Tip No. 4: Don't Use Yourself as the Example
When you are explaining sexual intercourse between partners, don't use yourself as an example, Hoffman says. Instead, "use generic examples as most children don't want to hear about mommy and daddy in that context."
Tip No. 5: Talk About the Different Types of Sex
When the time is right, parents need to talk with their children about oral sex and anal sex because these types of sex can also put them at risk for STDs, Saltz says.

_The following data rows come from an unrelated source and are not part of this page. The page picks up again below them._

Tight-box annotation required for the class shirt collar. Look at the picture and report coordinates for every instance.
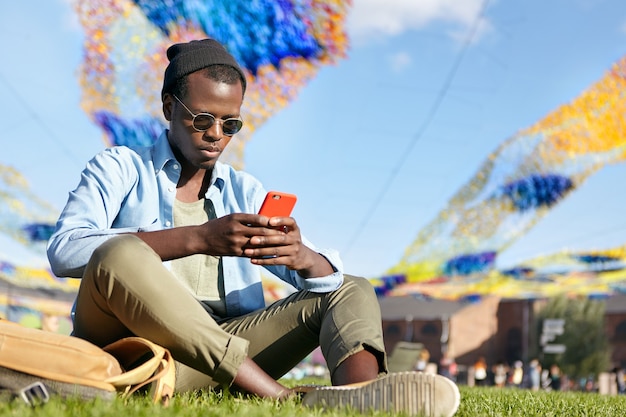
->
[153,129,229,192]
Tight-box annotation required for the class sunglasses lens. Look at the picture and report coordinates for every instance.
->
[222,119,243,136]
[193,114,215,130]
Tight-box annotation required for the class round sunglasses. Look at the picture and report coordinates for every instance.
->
[172,94,243,136]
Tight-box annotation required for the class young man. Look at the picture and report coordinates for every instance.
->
[48,39,459,415]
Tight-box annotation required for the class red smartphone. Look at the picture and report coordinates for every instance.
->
[259,191,297,217]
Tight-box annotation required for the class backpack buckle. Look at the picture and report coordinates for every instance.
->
[17,381,50,407]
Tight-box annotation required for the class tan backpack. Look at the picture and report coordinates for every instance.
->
[0,320,176,405]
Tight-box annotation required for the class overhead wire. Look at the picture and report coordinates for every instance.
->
[342,0,489,254]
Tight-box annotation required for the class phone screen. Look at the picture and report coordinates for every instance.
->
[259,191,297,217]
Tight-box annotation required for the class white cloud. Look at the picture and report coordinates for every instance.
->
[389,52,413,72]
[347,0,489,42]
[58,0,83,32]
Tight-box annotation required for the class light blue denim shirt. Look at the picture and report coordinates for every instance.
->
[47,132,343,316]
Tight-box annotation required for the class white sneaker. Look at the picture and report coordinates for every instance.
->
[302,372,461,417]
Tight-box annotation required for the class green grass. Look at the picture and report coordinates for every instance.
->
[0,386,626,417]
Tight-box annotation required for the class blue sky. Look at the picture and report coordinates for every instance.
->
[0,0,626,277]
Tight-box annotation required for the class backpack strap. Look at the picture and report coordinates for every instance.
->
[103,336,176,406]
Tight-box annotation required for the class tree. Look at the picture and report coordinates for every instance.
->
[537,296,611,378]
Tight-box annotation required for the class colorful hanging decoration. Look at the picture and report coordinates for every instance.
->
[0,164,58,250]
[372,57,626,299]
[76,0,352,167]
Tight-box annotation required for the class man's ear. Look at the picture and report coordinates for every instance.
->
[163,93,174,122]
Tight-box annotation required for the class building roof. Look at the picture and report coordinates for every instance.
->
[378,296,465,320]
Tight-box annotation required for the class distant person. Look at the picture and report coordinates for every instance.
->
[548,364,564,391]
[439,352,458,382]
[511,361,524,388]
[492,360,509,388]
[48,39,459,415]
[415,348,430,372]
[474,356,489,386]
[613,366,626,394]
[528,359,542,391]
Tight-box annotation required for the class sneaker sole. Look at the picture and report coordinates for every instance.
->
[302,372,461,417]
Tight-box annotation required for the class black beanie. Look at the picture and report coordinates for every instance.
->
[161,39,246,97]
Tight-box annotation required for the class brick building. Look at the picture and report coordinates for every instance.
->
[379,295,626,366]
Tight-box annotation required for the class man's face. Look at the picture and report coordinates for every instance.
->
[163,72,243,169]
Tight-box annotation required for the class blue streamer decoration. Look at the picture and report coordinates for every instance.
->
[443,251,497,276]
[502,174,574,211]
[133,0,322,75]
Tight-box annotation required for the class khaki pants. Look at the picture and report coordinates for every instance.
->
[74,235,387,391]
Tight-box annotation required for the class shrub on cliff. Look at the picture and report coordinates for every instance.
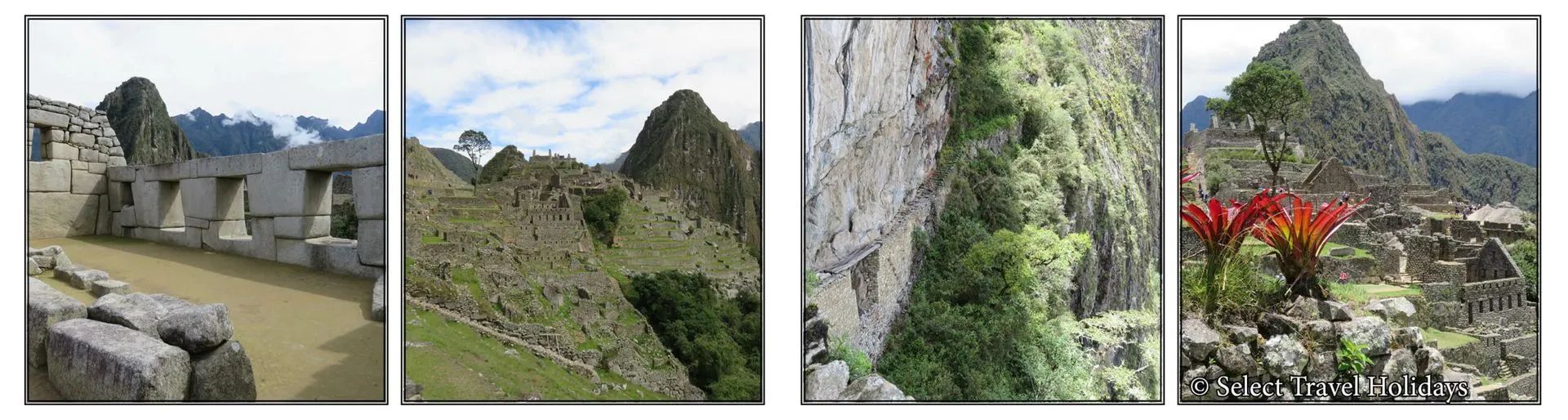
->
[627,271,762,401]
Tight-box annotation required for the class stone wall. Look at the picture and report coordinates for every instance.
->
[105,135,387,279]
[27,94,126,239]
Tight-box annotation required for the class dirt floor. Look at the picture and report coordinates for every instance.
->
[29,237,385,401]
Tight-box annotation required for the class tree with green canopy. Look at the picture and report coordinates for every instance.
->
[1209,63,1311,183]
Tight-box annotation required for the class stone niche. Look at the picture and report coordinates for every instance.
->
[27,94,126,239]
[104,135,387,279]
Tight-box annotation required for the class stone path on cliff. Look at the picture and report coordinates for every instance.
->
[818,164,953,277]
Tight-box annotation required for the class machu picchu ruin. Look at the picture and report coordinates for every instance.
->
[27,84,385,401]
[24,16,389,408]
[403,94,762,401]
[1178,19,1541,401]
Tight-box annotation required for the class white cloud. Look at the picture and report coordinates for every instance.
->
[408,20,762,163]
[223,111,322,147]
[29,20,385,127]
[1181,20,1537,104]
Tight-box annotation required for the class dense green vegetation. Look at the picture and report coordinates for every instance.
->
[626,271,762,401]
[583,185,630,244]
[327,200,359,239]
[1253,19,1539,212]
[403,306,668,401]
[884,20,1159,401]
[1508,239,1541,302]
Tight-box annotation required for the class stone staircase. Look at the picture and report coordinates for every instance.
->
[817,164,956,279]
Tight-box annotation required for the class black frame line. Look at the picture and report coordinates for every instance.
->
[796,14,1169,406]
[399,14,768,406]
[20,14,392,406]
[1171,14,1544,406]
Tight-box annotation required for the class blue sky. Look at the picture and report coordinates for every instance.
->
[404,20,762,163]
[27,19,382,128]
[1181,20,1537,104]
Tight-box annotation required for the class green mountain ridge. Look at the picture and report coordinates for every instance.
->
[1253,19,1539,212]
[617,89,762,249]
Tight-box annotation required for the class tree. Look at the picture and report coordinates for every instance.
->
[452,130,489,163]
[1203,97,1232,123]
[1210,63,1311,183]
[583,185,630,246]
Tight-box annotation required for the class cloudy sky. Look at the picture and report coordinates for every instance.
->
[1181,20,1537,104]
[29,20,385,134]
[404,20,762,163]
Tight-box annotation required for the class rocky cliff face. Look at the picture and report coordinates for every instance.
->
[1067,20,1164,316]
[97,77,193,164]
[621,89,762,248]
[804,20,951,270]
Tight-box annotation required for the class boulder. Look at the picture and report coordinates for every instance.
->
[49,252,77,271]
[1222,326,1263,350]
[806,360,850,401]
[1181,319,1220,364]
[1297,319,1339,348]
[189,340,256,401]
[88,293,189,337]
[47,318,189,401]
[1306,351,1339,382]
[1215,345,1258,376]
[66,270,109,290]
[370,275,387,323]
[27,256,55,270]
[158,304,234,353]
[92,280,130,296]
[1365,297,1416,326]
[1284,296,1321,321]
[1334,316,1392,355]
[1375,348,1416,381]
[1317,301,1356,321]
[1414,346,1444,376]
[1258,312,1302,337]
[27,277,88,367]
[1391,326,1425,351]
[839,373,912,401]
[1264,335,1306,378]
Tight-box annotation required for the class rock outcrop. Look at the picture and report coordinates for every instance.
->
[27,277,88,367]
[806,360,914,401]
[47,318,189,401]
[804,20,951,270]
[617,89,762,248]
[97,77,193,164]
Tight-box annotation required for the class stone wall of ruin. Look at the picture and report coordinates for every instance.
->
[107,135,387,277]
[27,94,126,239]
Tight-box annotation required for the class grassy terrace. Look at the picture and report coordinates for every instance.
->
[403,307,670,400]
[1328,282,1421,306]
[1421,328,1476,350]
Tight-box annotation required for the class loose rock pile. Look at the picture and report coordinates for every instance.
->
[806,360,914,401]
[1179,297,1476,401]
[27,246,130,296]
[27,246,256,401]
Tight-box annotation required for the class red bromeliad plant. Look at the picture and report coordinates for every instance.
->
[1253,194,1367,299]
[1181,166,1203,183]
[1181,193,1283,314]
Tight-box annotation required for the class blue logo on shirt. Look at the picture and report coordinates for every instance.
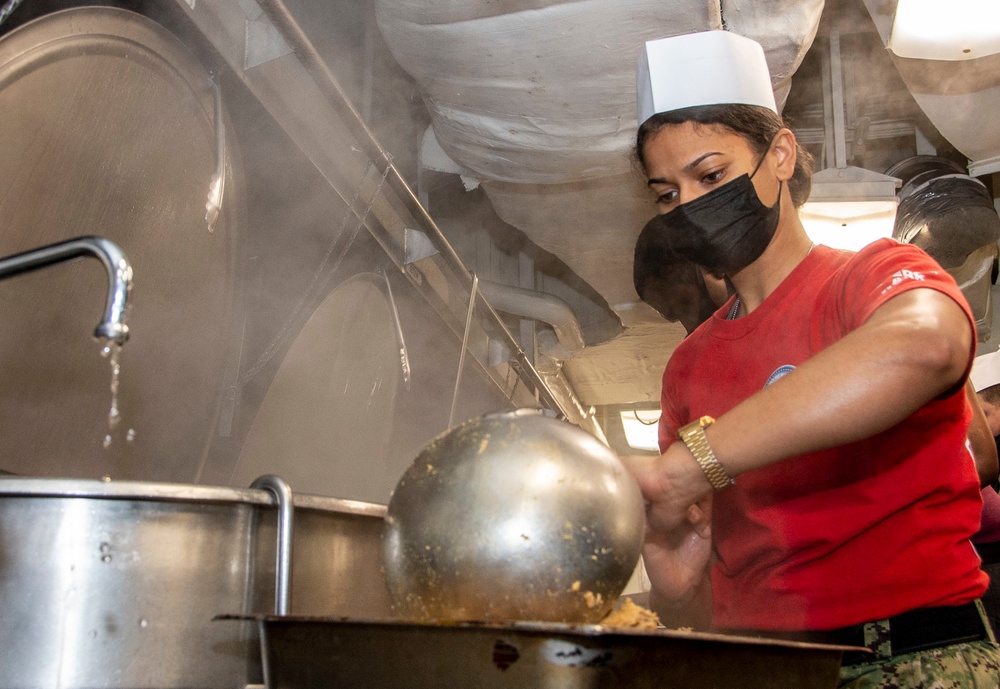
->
[764,364,795,388]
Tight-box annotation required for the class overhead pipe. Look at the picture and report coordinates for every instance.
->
[479,280,586,359]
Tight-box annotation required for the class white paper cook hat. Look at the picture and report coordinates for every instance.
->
[637,31,778,124]
[969,351,1000,392]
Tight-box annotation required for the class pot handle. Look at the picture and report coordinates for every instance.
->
[250,474,295,615]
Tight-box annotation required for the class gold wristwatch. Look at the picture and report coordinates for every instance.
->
[677,416,736,490]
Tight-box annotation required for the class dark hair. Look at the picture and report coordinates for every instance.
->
[635,104,813,208]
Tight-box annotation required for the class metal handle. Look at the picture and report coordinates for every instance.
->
[250,474,295,615]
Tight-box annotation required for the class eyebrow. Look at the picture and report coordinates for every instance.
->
[646,151,722,187]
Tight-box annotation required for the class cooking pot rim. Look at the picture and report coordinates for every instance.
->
[0,476,386,517]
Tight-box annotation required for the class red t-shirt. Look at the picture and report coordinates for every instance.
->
[660,239,988,630]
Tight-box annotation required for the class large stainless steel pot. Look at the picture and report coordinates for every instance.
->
[0,478,390,689]
[254,616,857,689]
[382,409,644,622]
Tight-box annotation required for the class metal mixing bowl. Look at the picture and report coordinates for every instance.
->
[382,409,644,623]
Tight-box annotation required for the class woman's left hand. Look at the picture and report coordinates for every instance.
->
[622,442,712,536]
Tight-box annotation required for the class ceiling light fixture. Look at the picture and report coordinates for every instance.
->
[799,29,902,251]
[888,0,1000,60]
[620,409,660,452]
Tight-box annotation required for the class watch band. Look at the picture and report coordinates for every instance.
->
[677,416,736,490]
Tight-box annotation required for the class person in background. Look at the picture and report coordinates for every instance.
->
[623,31,1000,689]
[970,352,1000,628]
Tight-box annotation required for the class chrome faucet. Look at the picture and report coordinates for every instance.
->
[0,237,132,344]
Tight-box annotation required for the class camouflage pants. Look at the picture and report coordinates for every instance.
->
[838,641,1000,689]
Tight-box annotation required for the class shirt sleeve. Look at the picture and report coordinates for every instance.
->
[839,239,976,332]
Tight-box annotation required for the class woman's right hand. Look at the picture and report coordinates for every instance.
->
[622,454,714,628]
[642,494,715,629]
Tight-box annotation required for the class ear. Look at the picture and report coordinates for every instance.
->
[771,127,798,182]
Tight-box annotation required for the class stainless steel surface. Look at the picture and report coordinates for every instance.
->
[205,76,226,232]
[0,237,132,344]
[260,617,845,689]
[0,7,242,482]
[0,478,389,689]
[382,409,644,622]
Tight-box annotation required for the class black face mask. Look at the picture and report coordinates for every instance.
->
[651,158,782,274]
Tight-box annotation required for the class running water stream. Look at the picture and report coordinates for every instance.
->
[101,341,135,449]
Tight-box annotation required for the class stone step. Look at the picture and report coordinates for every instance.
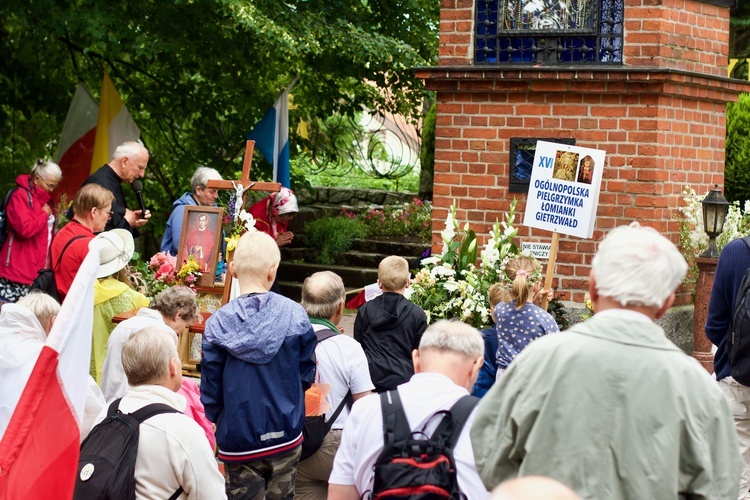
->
[279,281,362,302]
[278,260,378,288]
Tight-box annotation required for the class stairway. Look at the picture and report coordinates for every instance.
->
[278,233,429,301]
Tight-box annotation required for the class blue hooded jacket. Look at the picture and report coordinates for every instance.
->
[161,193,198,255]
[201,292,316,462]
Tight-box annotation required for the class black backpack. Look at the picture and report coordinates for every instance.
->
[73,398,183,500]
[727,236,750,386]
[31,234,83,302]
[372,390,479,500]
[0,186,34,247]
[299,328,353,462]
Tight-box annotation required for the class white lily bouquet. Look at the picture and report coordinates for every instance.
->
[410,200,525,328]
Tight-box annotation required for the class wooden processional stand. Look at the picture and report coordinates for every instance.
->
[178,141,281,377]
[206,141,281,304]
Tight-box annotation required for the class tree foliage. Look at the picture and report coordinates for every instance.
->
[724,94,750,201]
[0,0,439,219]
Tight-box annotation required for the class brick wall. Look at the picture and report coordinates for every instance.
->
[438,0,729,72]
[417,0,750,303]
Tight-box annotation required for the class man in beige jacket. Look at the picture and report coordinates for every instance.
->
[471,223,742,500]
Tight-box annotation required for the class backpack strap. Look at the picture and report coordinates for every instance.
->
[326,391,354,434]
[52,234,85,271]
[169,486,185,500]
[430,394,479,450]
[107,398,180,422]
[378,389,411,462]
[129,403,180,423]
[315,328,341,343]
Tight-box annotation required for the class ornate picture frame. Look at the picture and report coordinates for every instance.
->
[176,205,224,287]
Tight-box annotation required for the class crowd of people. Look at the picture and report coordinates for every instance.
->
[0,142,750,500]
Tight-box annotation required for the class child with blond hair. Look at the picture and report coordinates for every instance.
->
[471,283,510,398]
[494,256,560,376]
[354,255,427,392]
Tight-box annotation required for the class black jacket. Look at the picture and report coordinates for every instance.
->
[354,292,427,392]
[81,164,138,237]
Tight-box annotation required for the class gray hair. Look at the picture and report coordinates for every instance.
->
[234,231,281,283]
[302,271,346,319]
[148,286,200,322]
[122,326,179,385]
[16,291,60,329]
[419,319,484,359]
[591,222,688,307]
[112,141,148,160]
[190,167,221,192]
[31,159,62,181]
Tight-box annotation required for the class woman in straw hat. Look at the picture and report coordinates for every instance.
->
[91,229,149,383]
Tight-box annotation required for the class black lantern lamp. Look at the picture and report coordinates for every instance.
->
[701,184,729,259]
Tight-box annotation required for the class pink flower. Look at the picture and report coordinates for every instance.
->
[149,252,176,269]
[154,262,174,278]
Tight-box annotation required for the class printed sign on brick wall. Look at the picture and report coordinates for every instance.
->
[523,141,606,238]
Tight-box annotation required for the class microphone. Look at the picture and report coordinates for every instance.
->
[130,179,146,219]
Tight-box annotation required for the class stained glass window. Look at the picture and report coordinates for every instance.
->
[475,0,624,64]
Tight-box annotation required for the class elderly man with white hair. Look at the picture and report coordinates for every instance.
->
[471,223,742,500]
[78,141,151,237]
[328,321,489,500]
[93,326,226,500]
[161,167,221,255]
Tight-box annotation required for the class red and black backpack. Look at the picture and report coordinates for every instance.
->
[372,390,479,500]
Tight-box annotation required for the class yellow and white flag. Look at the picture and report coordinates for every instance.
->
[91,71,141,173]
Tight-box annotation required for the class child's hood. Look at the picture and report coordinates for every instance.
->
[204,292,311,364]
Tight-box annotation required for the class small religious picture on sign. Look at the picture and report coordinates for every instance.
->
[552,151,578,186]
[177,206,224,286]
[578,155,596,184]
[523,141,605,238]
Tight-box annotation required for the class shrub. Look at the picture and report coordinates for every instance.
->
[344,198,432,241]
[305,217,367,264]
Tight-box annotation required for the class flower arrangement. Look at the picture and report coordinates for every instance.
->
[222,184,257,253]
[680,186,750,283]
[130,252,202,298]
[410,200,530,328]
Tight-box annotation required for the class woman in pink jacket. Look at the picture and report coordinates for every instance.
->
[0,160,62,302]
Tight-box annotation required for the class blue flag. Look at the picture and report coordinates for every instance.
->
[247,77,299,187]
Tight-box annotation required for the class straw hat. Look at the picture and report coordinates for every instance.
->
[94,229,135,278]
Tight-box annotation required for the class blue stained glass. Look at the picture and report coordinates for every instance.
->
[475,0,625,64]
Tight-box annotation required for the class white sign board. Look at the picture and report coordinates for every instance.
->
[523,141,605,238]
[521,241,552,260]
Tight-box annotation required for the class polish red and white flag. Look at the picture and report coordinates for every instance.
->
[52,83,99,201]
[0,240,100,499]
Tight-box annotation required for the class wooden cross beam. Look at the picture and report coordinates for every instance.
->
[206,141,281,206]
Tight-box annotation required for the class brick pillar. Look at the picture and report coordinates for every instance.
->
[416,0,750,304]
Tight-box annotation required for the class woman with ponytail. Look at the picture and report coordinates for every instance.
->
[494,256,560,377]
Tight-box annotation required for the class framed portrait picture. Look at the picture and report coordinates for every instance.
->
[176,206,224,287]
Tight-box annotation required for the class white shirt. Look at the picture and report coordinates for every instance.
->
[328,373,489,500]
[101,307,177,404]
[97,385,226,500]
[313,325,375,429]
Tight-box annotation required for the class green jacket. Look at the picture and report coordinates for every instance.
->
[471,310,742,500]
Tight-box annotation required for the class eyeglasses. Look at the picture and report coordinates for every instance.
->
[95,207,114,219]
[39,177,58,191]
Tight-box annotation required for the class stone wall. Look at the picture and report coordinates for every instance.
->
[296,187,417,207]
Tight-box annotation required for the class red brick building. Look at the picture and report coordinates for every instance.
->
[417,0,750,303]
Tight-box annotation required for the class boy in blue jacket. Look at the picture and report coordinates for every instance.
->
[201,232,316,499]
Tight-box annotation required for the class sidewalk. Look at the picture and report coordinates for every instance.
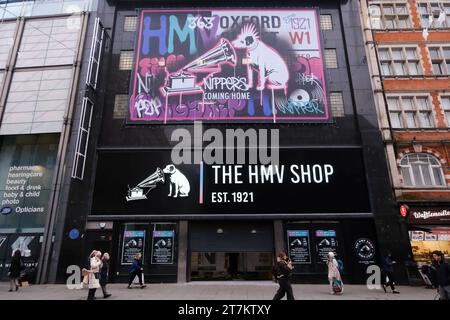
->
[0,281,436,301]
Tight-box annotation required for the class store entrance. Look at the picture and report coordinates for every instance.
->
[188,221,275,281]
[191,252,274,281]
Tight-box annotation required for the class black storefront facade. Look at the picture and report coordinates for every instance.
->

Tip No. 6: Don't Leave Anything Out
"Kids are sexual beings with sexual feelings," Saltz says, so masturbation and sexual fantasy should be a part of the ongoing dialogue. Parents should let their children know that it is OK to masturbate, she says, but that it should be done privately. Some children may masturbate excessively, and parents need to ask how much is too much because constant masturbating may be a sign of anxiety.
"Many parents would never broach the topic of sexual fantasy, but kids have sexual fantasies, [and] parents can be very reassuring to their children by letting them know this is normal," Saltz says.